Il tortuoso aspetto orografico della Penisola, in seguito, impose la progettazione e la realizzazione oltre che di imponenti opere d'arte, di locomotori di grande potenza, ad aderenza totale e con cassa articolata, il che rappresentò la soluzione ottimale alle difficoltà presentate dagli stretti raggi di curvatura di alcune linee.
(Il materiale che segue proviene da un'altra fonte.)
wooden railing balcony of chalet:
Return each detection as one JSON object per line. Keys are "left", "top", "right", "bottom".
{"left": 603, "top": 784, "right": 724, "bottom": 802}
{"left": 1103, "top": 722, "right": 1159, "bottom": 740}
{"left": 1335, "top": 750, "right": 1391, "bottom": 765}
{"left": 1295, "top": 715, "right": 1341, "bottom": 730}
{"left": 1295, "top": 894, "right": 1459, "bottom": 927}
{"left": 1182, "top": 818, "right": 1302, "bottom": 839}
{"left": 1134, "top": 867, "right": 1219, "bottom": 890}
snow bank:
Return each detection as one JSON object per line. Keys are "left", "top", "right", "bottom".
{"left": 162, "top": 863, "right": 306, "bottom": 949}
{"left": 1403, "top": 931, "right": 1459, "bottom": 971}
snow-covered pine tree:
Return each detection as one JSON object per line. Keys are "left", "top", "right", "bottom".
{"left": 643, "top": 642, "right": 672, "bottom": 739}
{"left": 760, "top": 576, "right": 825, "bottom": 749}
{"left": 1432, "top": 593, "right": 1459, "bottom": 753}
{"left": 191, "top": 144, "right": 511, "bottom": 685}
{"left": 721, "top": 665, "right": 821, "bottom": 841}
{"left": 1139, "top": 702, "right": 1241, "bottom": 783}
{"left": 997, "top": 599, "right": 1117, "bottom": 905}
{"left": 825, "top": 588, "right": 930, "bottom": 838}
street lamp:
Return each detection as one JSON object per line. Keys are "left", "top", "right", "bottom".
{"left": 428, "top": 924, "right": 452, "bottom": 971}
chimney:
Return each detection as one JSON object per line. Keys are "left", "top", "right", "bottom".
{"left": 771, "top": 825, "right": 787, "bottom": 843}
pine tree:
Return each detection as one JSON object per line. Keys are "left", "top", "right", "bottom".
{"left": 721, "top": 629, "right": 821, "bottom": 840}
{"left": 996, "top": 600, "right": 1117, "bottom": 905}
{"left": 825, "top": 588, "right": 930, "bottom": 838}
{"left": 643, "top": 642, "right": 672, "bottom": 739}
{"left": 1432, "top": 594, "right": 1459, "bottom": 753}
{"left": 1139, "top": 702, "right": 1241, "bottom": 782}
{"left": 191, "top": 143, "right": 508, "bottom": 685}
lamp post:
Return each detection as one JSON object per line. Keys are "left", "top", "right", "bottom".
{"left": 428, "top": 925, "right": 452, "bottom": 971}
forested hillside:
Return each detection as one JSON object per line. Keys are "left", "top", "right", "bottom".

Apparvero così le locomotive del gruppo E.636, su alcune delle quali sono stati poi effettuati degli esperimenti quali l'installazione di un cavo a 78 poli per la guida in telecomando, il reostato di frenatura tipo Fusani (082) lo schema di coloritura unificato grigio perla-blu (080) o nuove cabine di guida tipo E.656 (284).
Seguirono le locomotive dei gruppi E.645, E.646 (modificate negli anni '80 ed attrezzate per la guida in telecomando mediante cavo a 78 poli e avviatore automatico) ed E.656 "Caimano". Il successo ottenute da queste ultime, portò alla realizzazione di ben tre serie (suddivise in altrettante sottoserie) l'ultima delle quali dotata di centralina elettronica per il controllo e la gestione dei circuiti di comando e blocco.
Ciascun mezzo dunque, fu progettato e costruito secondo le esigenze che doveva soddisfare, in base alle caratteristiche delle linee per le quali era destinato e per i servizi previsti.
Altre locomotive realizzate tra il 1967 e il 1975, rappresentarono un valido banco prova per sperimentazioni, come l'impiego del chopper sulla E.444.005 "Tartaruga", unità appartenente al gruppo più moderno prima dell'avvento delle E.656.
Per anni la "Tartaruga" fu la locomotiva più veloce del parco trazione FS e a sua volta "prestò" il suo sistema di azionamento allo "zatterone" di una macchina mai realizzata, la E.666 dall'inconsueto rodiggio Co'Co', ma che fu l'avvio per la nascita di moderne locomotive elettroniche come le E.632/633 "Tigre" ed E.652, evoluzione potenziata delle prime due.
L'avvento dell'elettronica di potenza, apportò il definitivo assetto tecnologico dei moderni mezzi di trazione quali le attualissime locomotive elettroniche E.402, E.402B, E.412 e gli elettrotreni dell'ultima generazione ETR 460, 480, 500 e 500 politensione.